5. Upcycling food ingredients
Food side streams (byproducts) are increasingly being used as a source of cosmetic ingredients. Some companies are upcycling as they turn to sustainable sources of raw materials. Others are doing so as they look to re-direct waste from landfill and develop circular systems. Case studies will be given of operators making natural ingredients by upcycling, including product innovations.
5. Sustainable palm oil & rainforest ingredients
Palm kernel oil is widely used in the personal care industry, however questions remain about sustainable sourcing. Peter Becker, Sustainability Senior Manager at Evonik, will give details on a new cross-industry initiative – Action for Sustainable Derivatives – that encourage transparency in supply chains and zero deforestation. Its aim is to positively transform the industry by sustainable sourcing and production of palm oil derivatives.
Some argue the solution to deforestation lies in commercialisation of rainforest ingredients. Forestwise will show how the organisation is working with indigenous communities in Borneo (South-East Asia) to collect wild harvested rainforest ingredients.
With more than half of Borneo’s rainforest lost in the last 50 years, its mission is to preserve what remains. Forestwise will give details on how it has set up supply networks for illipe butter, kukui nut oil, and other rainforest ingredients.

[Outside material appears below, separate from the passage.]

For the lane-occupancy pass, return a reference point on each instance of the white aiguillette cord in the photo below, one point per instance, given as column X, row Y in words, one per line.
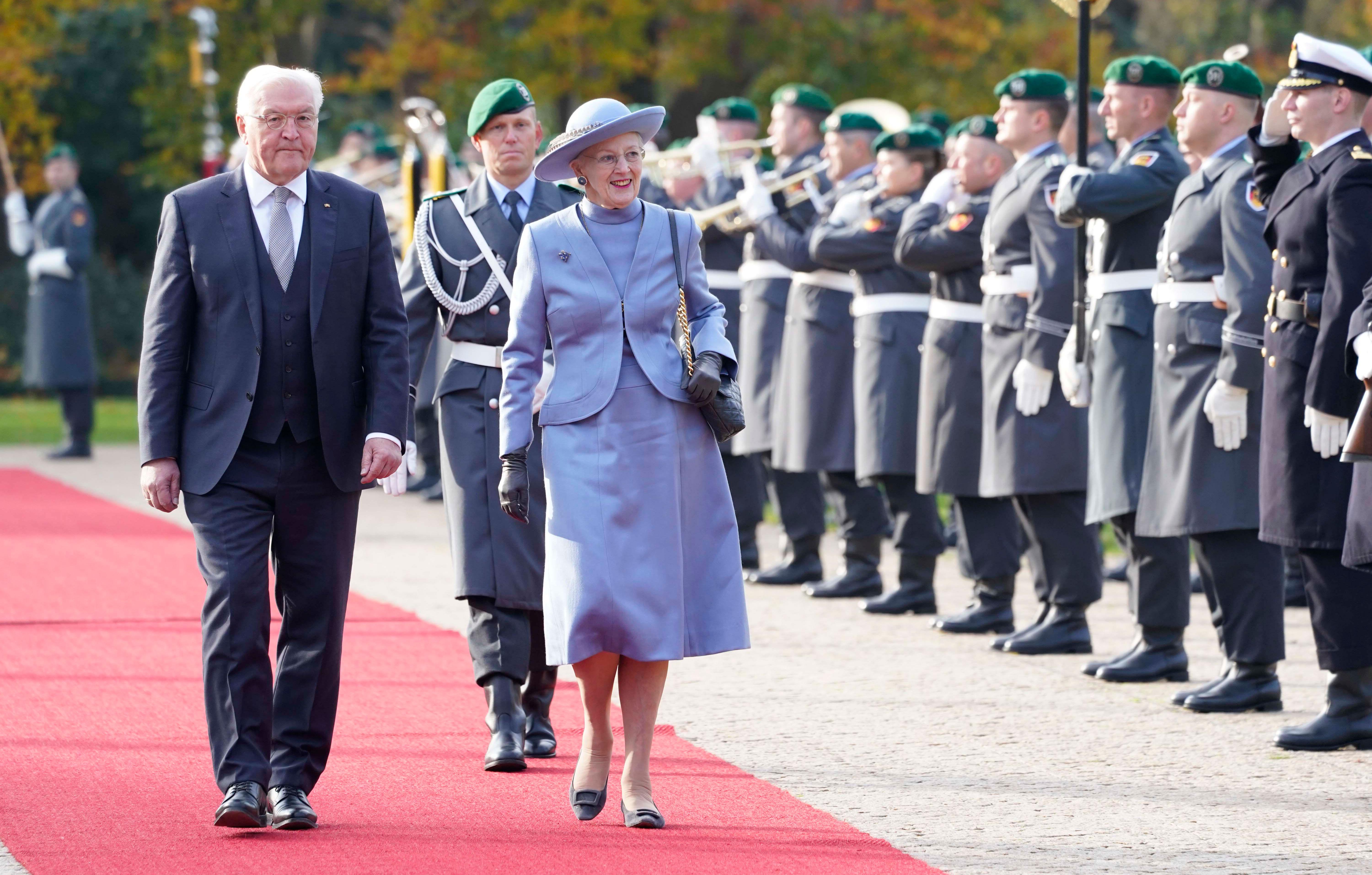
column 426, row 238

6. Social value of cosmetics
Although sustainability is now entrenched in the cosmetics industry, few operators are focusing on social issues. Stefan Siemer, Head of Corporate Sustainability at Weleda, will explain how brands should address their social impacts. The 99-year old company has pioneered many green initiatives, receiving recognition at the 2018 Sustainable Beauty Awards (Sustainability Leadership and Sustainability Pioneer categories). An example is its Diversity Wins programme which provided employment to refugees
coming into Europe.
7. Retailing implications
The coronavirus pandemic could change the face of retailing forever. Online retailers reported a sales surge as many physical stores closed during lockdowns. Although most have re-opened, social distancing measures and weak consumer sentiment are leading to sluggish sales. Stephanie Yaguer from Red Ant will give insights from its Safe Retail Initiative, showing how consumers feel about retailing of beauty products.
8. Marketing to the post-COVID consumer
COVID-19 is having a profound effect on consumer behaviour, changing the way we greet, work, shop, and use cosmetics & personal care products. A futurist will discuss the long-term implications on these changes: how will the post-COVD consumer behave?
What are the marketing implications to brands and retailers?